City Assessor Noreen Whitty and Building Inspector Maureen Eckman, subjects of the “preferential treatment” questions Councilman Jovanovich asked, also attended the meeting, along with members of the press and Ray Tartaglione, who originally brought the matter to light. Ms. Mathews asked the press and public to leave the room after the initial public session, so that the BOE could discuss in executive session, since it had to do with personnel.
Members of the press and Mr. Tartaglione waited outside the Mayor’s Conference Room during executive session, but were not alerted when public session eventually resumed. The meeting had already been adjourned, and BOE members filed out without obliging to requests for comment on whether a decision had been reached.
Ms.
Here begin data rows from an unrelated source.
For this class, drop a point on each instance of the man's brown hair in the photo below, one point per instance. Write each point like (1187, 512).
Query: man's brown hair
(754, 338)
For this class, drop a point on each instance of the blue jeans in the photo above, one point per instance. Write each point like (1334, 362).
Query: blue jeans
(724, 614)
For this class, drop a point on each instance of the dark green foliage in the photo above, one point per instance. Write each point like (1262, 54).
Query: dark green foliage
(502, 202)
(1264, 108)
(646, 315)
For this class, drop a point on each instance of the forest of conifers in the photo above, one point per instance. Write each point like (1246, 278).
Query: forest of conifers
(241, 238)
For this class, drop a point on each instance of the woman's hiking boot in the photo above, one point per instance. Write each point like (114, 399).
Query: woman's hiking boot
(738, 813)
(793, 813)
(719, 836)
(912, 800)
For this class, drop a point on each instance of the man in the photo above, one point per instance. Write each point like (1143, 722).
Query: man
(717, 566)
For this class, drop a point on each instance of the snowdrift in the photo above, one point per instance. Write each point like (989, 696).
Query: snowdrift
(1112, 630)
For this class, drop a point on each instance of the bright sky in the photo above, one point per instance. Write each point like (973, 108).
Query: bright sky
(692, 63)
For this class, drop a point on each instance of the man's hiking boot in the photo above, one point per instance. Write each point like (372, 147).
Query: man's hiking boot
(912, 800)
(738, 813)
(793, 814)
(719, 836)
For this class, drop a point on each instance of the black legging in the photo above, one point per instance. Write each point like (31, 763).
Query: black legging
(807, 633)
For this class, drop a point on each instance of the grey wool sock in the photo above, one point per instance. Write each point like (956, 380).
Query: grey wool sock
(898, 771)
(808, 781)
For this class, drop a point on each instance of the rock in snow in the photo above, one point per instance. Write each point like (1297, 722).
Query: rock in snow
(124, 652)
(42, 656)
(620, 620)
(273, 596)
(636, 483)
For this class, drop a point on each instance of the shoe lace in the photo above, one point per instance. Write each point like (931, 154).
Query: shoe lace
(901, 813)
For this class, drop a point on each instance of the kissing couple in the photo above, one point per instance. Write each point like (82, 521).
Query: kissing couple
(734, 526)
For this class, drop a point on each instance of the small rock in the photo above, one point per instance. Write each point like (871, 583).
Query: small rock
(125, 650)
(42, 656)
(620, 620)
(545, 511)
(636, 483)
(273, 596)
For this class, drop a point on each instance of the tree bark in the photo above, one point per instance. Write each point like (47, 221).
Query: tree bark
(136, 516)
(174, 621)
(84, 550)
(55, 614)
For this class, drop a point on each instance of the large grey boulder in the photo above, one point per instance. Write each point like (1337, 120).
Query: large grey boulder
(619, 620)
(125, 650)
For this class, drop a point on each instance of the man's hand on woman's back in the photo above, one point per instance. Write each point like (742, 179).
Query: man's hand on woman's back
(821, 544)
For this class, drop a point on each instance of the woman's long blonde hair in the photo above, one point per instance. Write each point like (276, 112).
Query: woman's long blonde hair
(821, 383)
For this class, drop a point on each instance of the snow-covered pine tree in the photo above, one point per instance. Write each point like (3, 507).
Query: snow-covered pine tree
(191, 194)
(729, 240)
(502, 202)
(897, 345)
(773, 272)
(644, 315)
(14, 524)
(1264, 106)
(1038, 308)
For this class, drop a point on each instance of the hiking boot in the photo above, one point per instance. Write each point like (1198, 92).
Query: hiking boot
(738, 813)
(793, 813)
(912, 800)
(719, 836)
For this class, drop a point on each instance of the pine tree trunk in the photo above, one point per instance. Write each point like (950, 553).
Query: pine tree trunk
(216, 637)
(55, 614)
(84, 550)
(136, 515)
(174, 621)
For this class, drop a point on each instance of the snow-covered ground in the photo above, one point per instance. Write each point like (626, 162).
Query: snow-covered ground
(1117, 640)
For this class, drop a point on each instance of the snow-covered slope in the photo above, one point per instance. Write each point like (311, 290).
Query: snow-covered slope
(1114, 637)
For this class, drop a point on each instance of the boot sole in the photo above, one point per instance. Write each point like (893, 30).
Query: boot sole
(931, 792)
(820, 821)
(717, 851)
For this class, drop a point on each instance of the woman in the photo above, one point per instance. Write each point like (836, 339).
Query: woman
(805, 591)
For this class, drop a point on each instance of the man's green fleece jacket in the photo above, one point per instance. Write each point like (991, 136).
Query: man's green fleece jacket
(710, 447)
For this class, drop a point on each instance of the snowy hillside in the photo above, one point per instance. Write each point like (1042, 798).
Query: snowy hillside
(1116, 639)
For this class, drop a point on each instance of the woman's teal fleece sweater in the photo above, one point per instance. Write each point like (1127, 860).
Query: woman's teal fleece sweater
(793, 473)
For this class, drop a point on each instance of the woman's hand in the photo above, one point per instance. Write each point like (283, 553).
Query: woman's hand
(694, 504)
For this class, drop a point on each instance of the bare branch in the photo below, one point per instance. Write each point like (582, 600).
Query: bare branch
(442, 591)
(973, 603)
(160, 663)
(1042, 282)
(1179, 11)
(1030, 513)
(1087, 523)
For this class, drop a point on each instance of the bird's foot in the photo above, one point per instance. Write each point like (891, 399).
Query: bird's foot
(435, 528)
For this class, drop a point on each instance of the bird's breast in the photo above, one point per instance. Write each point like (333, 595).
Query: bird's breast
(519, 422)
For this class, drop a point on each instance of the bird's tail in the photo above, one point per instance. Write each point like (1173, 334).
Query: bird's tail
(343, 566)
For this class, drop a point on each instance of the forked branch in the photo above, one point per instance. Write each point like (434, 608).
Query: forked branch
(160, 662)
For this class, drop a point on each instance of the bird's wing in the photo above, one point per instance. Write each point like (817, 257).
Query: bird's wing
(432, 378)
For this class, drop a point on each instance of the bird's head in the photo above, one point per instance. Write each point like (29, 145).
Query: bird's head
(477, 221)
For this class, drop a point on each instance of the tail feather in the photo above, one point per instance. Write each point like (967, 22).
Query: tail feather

Mathews said before executive session that it’s not up to Mr. Tartaglione to accept or not accept whatever determination was made. On a need to create a public record, Mr. Alfano added, “If parties or the City doesn’t like the conclusion they then have a record so they can go to an Article 78 or another procedure … it has to be a black and white on-paper record.”
Mr. Pickup interjected that the BOE needed to start with the two “very distinct questions” and that any other issues would then become self-evident. Ms. Wilson agreed, saying the Board’s obligation was to answer those two questions, notwithstanding what the public or anyone else may think or like. “The process has so far followed what is written in the City Code, and our job is to look at it and respond.”
Said Judge Alfano, “When I got the letter [from Deputy Mayor Jovanovich] my gut reaction was to kick it back to him and say, ‘What are the facts?’ I know everyone is interested in resolving this, and that the Council doesn’t want things to trickle on.”
Ms. Wilson replied, “Since we have two staff members here that pertain to both questions, the best way to start is to ask questions we might think we need answers to. I think that is the initial first step. If we need more experts then we go there but that might be jumping the gun.”
The BOE was charged with answering the following: 1) Did Mayor French seek or receive preferential treatment by City employees in the granting of STAR exemptions for his properties at 13 Richard Place and 46 Meadow Place? 2) Did Mayor French seek or receive preferential treatment from City employees in the manner the City and its Building Department handled a complaint regarding a potential violation of the building code at 13 Richard Place?
Right before the BOE went into executive session, Mr. Tartaglione read a lengthy statement that concluded, “I have supported an unbiased, objective, transparent investigation headed by parties independent in both appearance and in fact. These individuals must gather all the evidence available, consider the merits of everything above in a transparent process and render a judgment that the public can understand and accept. Anything less will give the appearance of being a whitewash and yet another impropriety.”
Minutes of the meeting will be made available within the week.